A world with dark-ringed eyes
Marco Bellocchio’s cinema is a subversive song emerging in a first film, Fists in the Pocket (1965), revealing the filmmaker as the great poet of family neurosis, one that thrives in interiors devoured by a thick bourgeoisie. In Fists in the Pocket, the heroes with bags under their eyes and pasty white skin can no longer bear to take refuge in the hollow of gaunt pillows inside poorly ventilated rooms. With a unique eye for detail, Bellocchio develops a sensory cinema of touch in the midst of a family cursed with a degenerate atavism. One gently bites a man’s covered shoulder, one wakes out of slumber a young and entangled body, like so many gestures failing in their salvation. And suddenly, the young yet faded heroes of the film thrash about in a fantastical hunting scene, because Bellocchio had the genius idea to shoot it at night, like a startling ceremony, where family life becomes a fight to the death.
A world of prodigies
Bellocchio’s interest in family leads him to question the collective interiority of the Italian people. From it, he retains the traumas: the 1978 murder of Aldo Moro in Good Morning, Night (2003), the advent of Mussolini in 1915 with Vincere (2009). Obsessed by the organic aspect of things, the filmmaker thwarts the clichés of the historical genre by rendering the Italian psyche through the eyes of the women involved: Ida Dasler, Il Duce’s secret wife and Chiara, a terrorist of the Red Brigades. Through these feminine eyes, men reveal their true power.
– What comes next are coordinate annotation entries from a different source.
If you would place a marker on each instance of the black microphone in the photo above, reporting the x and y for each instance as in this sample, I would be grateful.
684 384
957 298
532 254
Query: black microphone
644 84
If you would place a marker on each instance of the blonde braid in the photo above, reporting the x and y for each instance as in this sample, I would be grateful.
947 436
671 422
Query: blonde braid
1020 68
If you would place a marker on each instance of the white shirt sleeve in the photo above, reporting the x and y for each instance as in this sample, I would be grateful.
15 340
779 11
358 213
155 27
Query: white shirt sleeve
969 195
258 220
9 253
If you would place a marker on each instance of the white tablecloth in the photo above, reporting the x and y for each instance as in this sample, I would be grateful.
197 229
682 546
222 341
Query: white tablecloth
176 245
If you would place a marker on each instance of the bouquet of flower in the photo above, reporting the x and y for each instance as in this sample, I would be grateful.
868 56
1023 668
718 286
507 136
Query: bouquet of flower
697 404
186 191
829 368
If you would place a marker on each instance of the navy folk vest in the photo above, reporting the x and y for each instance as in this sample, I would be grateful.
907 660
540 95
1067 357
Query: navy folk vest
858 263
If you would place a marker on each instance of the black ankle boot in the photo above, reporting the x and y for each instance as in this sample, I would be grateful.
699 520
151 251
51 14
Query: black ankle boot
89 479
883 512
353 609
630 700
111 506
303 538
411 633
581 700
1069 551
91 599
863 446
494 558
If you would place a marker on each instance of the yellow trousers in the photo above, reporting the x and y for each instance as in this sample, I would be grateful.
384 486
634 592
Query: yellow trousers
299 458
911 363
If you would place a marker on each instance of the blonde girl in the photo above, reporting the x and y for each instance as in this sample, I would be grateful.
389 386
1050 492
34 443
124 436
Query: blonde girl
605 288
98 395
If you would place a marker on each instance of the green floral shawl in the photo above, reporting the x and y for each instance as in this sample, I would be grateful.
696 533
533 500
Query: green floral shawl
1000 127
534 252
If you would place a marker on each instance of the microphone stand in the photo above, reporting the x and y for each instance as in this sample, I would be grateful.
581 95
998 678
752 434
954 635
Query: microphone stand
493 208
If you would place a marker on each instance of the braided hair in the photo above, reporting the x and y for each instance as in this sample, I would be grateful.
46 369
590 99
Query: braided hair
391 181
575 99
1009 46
The power is moral when Moro, then a prisoner, tells his executioners: “I must find the word that goes straight to the heart. There is only one. Not two.” The power is vile when it comes to Mussolini hammering his speeches. And here again, he touches on the ceremonial of a people inhabited by religion and politics, marching towards fascism, or of astounded Italians witnessing an open elevator bearing the anarchic symbol of the Red Brigades, traced in blood. The films of the highly inspired Bellocchio exorcise this world of nightmares enshrouded in music and disturbing vibrations by immersing themselves in it as if it were an immense adventure.